Since then, the kinds of drastic and dynamic attribute changes in video games have altered, to the point that I've pretty much quit on video games like the NHL series because it has essentially snuffed out what made GM'ing so much fun.  Nowadays (hold on, I forgot to take my Centrum Silver…okay…here we go)…nowadays, player attributes move nowhere; even the most promising players can have two seasons of incredible hockey and only bump from a 78 to an 80 overall rating.  I'd feel pretty bad for the person who plays all those games for that kind of outcome.  No player in the game makes a 10 point or 15 point jump, nor does any player make that level of a decline, either.  On the other hand, and ironically, should a player have an excellent season in real life, the change in that player's attribute level from one year's version of the video game to the following might very well feature a 10 to 15 point jump.  Furthermore, you have newer features like "attribute boosts" when players win fights, and a particular attribute called "poise."  A quick explanation: while players have an overall rating (0-100), within that rating are ratings (0-100) of things like "speed", "acceleration", and "checking", among other attributes, that are supposed to add some individuality to player talent and combine to make up the overall rating.  "Poise" was one of the more recent additions, and it's as arbitrary and ridiculous as it sounds.  Yet if you have a player cranked up in all the other attributes but low on poise, their overall rating suffers badly (we're talking going from elite-NHL to third-line-AHL).  "Toughness" is in there, too, and though initially I thought it referred to the ability to avoid injury, it turns out the highest-rated players in toughness are players who fight (which made me wonder why there's also a rating for "aggressiveness").  To be fair, toughness and aggressiveness were in NHL 2000, but in all the games from 2000 to present those ratings meant very little, certainly not on the level that poise means to a player's overall rating.
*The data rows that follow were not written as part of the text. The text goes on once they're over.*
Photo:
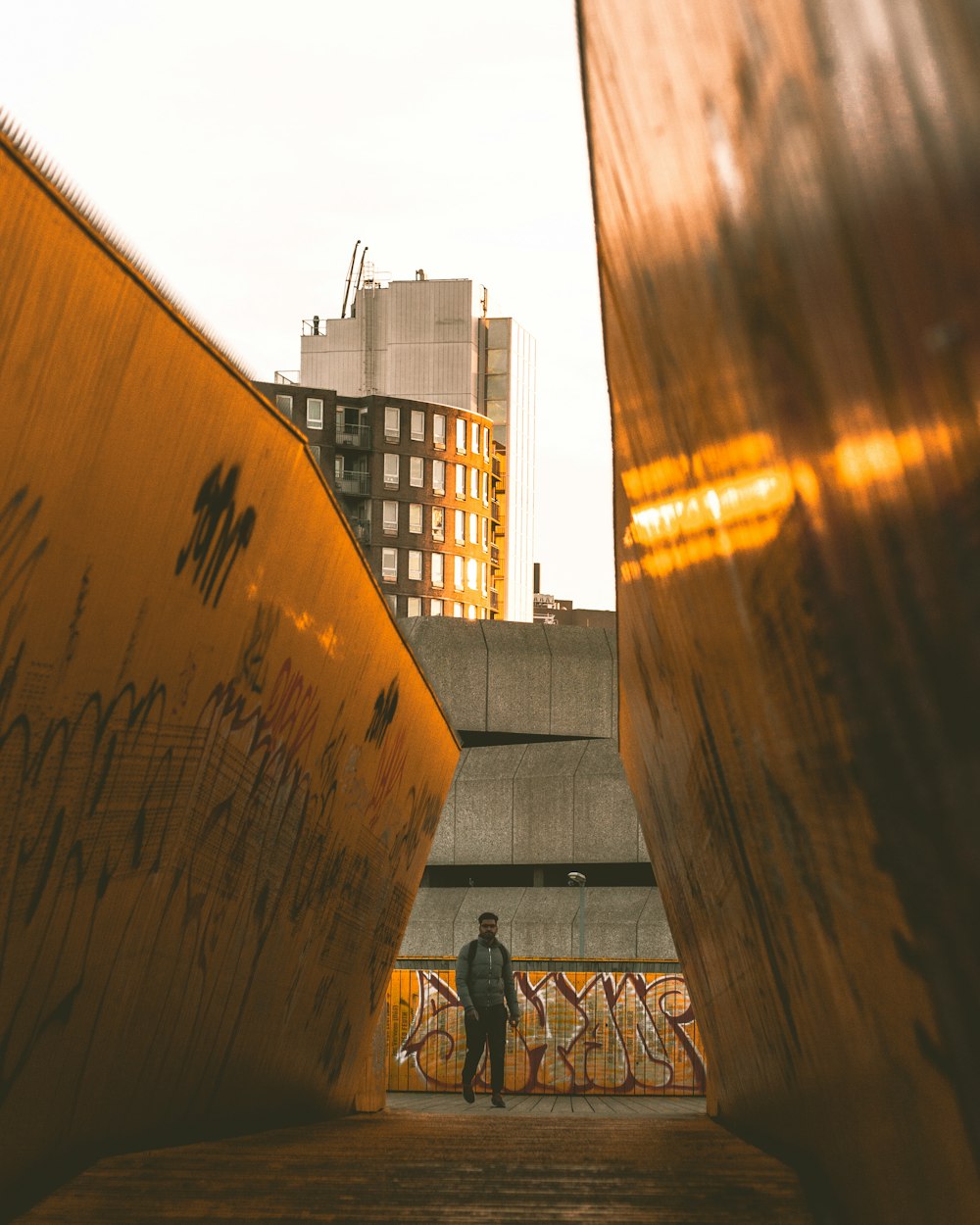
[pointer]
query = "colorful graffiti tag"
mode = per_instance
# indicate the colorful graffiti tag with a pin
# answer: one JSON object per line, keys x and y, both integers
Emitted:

The point is that what was there before, for me, was a game that genuinely made me think differently about hockey, and it unconsciously made me aware of the occasional fluctuations of player (and team) performances.  There are fewer such fluctuations in today's games; "good" teams attribute-wise play well, "bad" teams attribute-wise play poorly, and that's that.  And they won't get substantially better or worse through drafting or trading for prospect-like players; you just have to trade for established talent, which is simply unrealistic and unreflective of today's NHL.  I've seen this happen in some of the games for NFL and FIFA as well, and have even heard that attribute boosts are being sold separately, so your team can get better if you pay above and beyond what you've already thrown down for the game.  So not only has the development curve for athletes moved away from the game, but it seems like the games themselves are becoming almost exploitative.

You can ignore it, and say this doesn't matter, but in a time where new generations are growing up more "plugged in" than we ever dreamed, you have to admit that video mediums (including television, NHL.com, YouTube, movies, and video games) are shaping the way the younger NHL fans understand the game.  In the meantime, if I do play a video game I play college football, because they have to get better in 4 years otherwise they aren't going to get drafted (or I give their spot to Rudy Ruettiger).  In that case, the video game gods decided this one time the players could improve the way they had in the past.  I've sunken low, people.

Oh, and by the way, Lee Corso and Kirk Herbstreit need to cool the F down when I call for the onside kick.  I know what I'm doing.